Knowing When to Sell
The difference between an investor and a gambler is that a gambler will keep doing it until he loses. In the short run, the market is very risky, and much like gambling we take positions based on judgments about the probabilities of various outcomes, and the resulting expected values. But in the long run, earnings matter. Remember, any investment is only worth the present value of the cash it can give you back. Here are 3 tips to keep in mind when considering when to sell:
1. Do not let emotions determine your decision. A common investor mistake is induced by the tendency of investors to anchor emotionally. Selling at a loss makes it real, and they’d rather defer the pain of realizing a loss by waiting to get back to even.
2. The price paid for an investment is irrelevant to the sell decision. Except for the secondary consideration of taxes, in non-retirement accounts, the price paid for an investment should not be a significant factor when deciding to sell. When an investor asks if he should sell because he’s doubled his money, it begs the question of whether he would buy the investment if the entire portfolio were suddenly cash.

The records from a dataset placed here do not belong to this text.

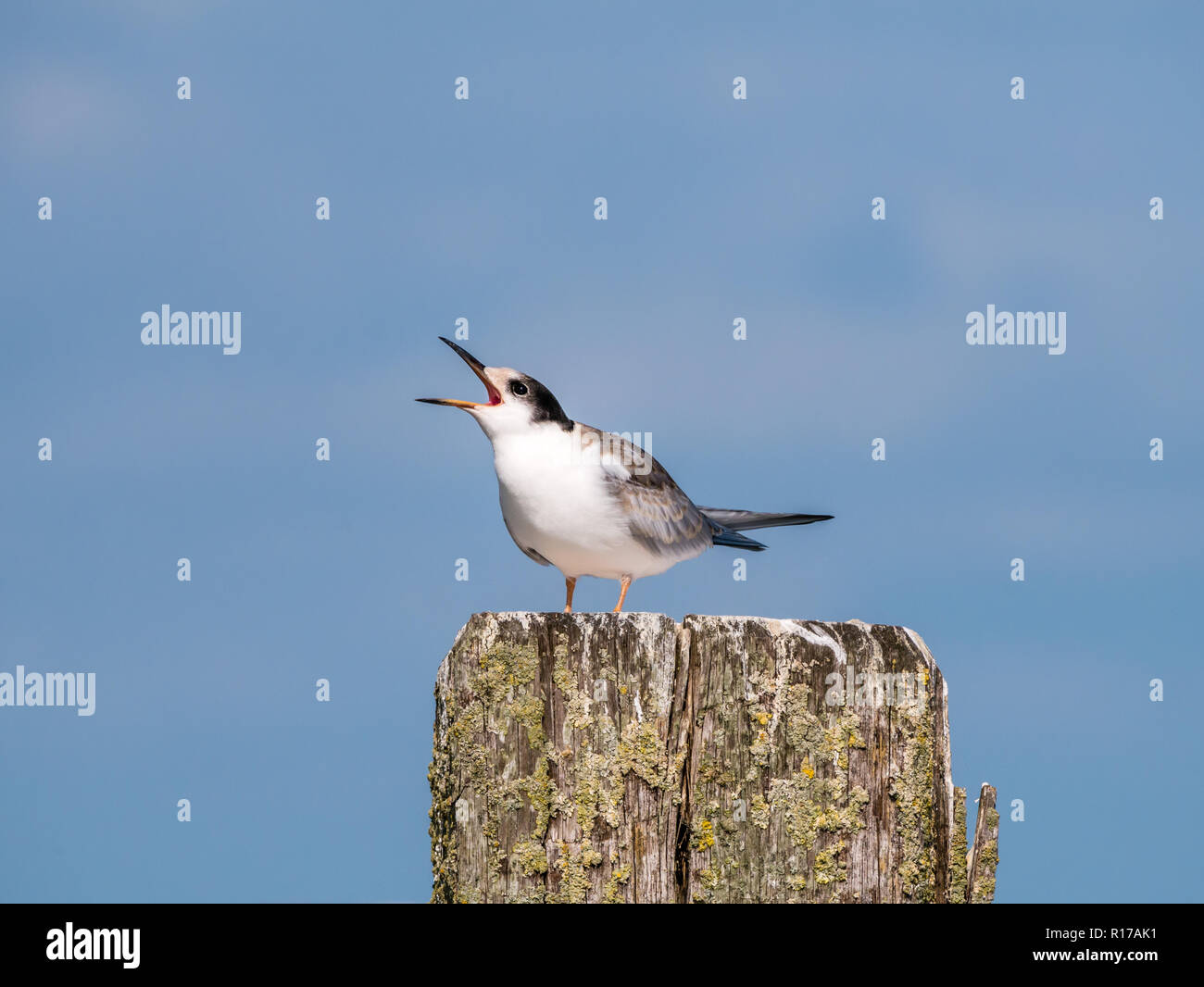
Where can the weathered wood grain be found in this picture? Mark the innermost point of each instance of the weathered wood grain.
(985, 854)
(621, 757)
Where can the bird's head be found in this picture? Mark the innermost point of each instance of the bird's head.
(517, 402)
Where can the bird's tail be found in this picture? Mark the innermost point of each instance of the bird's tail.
(749, 520)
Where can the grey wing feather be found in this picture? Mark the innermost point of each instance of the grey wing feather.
(749, 520)
(662, 518)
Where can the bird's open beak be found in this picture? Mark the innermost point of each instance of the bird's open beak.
(478, 369)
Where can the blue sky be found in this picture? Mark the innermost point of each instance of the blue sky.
(483, 209)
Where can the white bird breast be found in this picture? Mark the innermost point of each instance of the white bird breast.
(555, 497)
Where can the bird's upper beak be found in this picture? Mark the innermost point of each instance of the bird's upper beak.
(495, 396)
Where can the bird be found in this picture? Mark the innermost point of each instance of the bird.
(590, 502)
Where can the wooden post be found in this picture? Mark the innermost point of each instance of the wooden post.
(624, 757)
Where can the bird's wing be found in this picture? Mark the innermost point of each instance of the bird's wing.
(747, 520)
(660, 516)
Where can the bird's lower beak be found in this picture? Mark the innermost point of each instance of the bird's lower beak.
(478, 369)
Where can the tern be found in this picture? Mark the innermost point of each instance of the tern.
(590, 502)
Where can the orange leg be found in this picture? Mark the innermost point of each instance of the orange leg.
(624, 585)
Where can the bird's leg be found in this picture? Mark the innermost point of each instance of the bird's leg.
(624, 585)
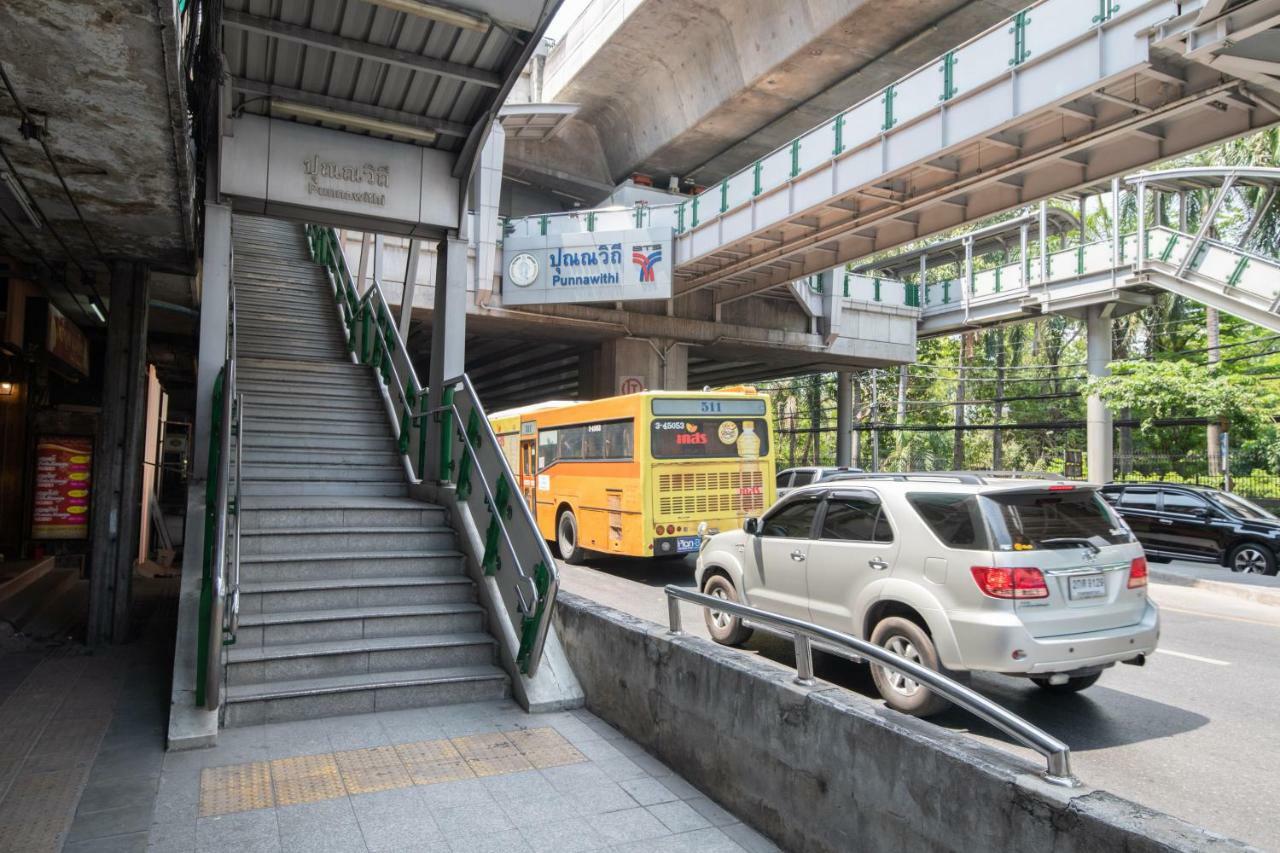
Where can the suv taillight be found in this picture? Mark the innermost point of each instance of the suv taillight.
(1010, 583)
(1138, 573)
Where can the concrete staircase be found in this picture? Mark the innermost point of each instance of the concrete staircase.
(353, 596)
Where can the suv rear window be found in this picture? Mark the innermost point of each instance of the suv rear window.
(1027, 520)
(955, 519)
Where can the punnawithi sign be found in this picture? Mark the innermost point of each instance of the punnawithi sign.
(592, 267)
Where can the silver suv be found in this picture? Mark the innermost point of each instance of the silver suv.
(956, 573)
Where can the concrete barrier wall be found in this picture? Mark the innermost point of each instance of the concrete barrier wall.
(822, 769)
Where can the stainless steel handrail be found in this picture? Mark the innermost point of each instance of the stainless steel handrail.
(1057, 755)
(528, 607)
(233, 593)
(214, 648)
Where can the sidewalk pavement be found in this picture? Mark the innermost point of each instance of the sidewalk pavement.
(1262, 589)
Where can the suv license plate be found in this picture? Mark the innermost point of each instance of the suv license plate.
(1088, 587)
(688, 544)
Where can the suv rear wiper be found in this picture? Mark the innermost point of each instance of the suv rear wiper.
(1078, 541)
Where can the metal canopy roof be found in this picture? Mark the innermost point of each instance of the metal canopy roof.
(415, 71)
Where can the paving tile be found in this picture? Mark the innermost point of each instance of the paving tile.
(648, 792)
(606, 797)
(237, 788)
(572, 835)
(507, 842)
(749, 839)
(712, 811)
(429, 762)
(470, 820)
(114, 821)
(366, 771)
(131, 843)
(306, 779)
(679, 817)
(172, 838)
(324, 836)
(490, 753)
(630, 825)
(243, 833)
(457, 793)
(396, 820)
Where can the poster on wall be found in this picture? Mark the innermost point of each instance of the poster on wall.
(63, 474)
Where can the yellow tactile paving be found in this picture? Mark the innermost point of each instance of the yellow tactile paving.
(490, 755)
(366, 771)
(433, 761)
(311, 779)
(545, 747)
(306, 779)
(236, 788)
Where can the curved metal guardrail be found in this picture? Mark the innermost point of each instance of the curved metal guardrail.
(1057, 755)
(373, 338)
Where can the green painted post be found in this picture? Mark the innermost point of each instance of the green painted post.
(949, 80)
(1019, 31)
(446, 419)
(887, 100)
(1106, 9)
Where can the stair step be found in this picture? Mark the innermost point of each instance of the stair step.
(268, 512)
(435, 562)
(338, 593)
(302, 541)
(352, 623)
(323, 697)
(361, 656)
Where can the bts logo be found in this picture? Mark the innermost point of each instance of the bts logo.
(645, 258)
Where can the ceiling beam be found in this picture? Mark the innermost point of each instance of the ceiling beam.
(353, 108)
(309, 37)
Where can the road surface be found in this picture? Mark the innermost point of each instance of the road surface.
(1196, 733)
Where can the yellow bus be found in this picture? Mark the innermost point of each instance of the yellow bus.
(635, 475)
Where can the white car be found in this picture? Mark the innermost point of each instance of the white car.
(956, 573)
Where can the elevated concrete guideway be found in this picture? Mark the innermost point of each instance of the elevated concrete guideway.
(1059, 97)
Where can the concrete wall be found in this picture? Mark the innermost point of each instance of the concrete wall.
(824, 770)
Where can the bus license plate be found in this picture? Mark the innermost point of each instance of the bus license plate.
(1088, 587)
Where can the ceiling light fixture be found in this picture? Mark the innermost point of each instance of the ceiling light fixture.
(365, 123)
(434, 12)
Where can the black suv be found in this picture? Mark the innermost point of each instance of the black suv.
(1198, 523)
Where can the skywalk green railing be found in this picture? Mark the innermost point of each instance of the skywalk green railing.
(515, 555)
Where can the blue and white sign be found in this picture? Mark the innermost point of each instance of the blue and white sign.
(589, 267)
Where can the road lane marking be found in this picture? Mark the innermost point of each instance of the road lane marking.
(1194, 657)
(1234, 619)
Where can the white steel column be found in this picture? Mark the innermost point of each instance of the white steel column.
(1098, 422)
(448, 338)
(410, 286)
(844, 416)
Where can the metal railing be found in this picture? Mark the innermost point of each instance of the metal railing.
(373, 338)
(531, 593)
(1056, 753)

3. The all cash test is a good exercise. Pretend that when you wake up in the morning, all of your investments are in cash. Now, figure out the best way to invest based on your current circumstances in today’s market, without regard to past decisions that might have been made with imperfect knowledge and wisdom. Free yourself from the baggage. What difference does it make what you paid for something? Isn’t it more important to assess the potential returns going forward? And if the market is down, what difference do taxes make? Selling and repositioning can create tax losses to carry forward to shelter future gains.
For many investors, avoiding change seems to eliminate the risk of making a mistake. Unfortunately, either way a decision is made. Everyday you do not sell, you are implicitly saying you would buy.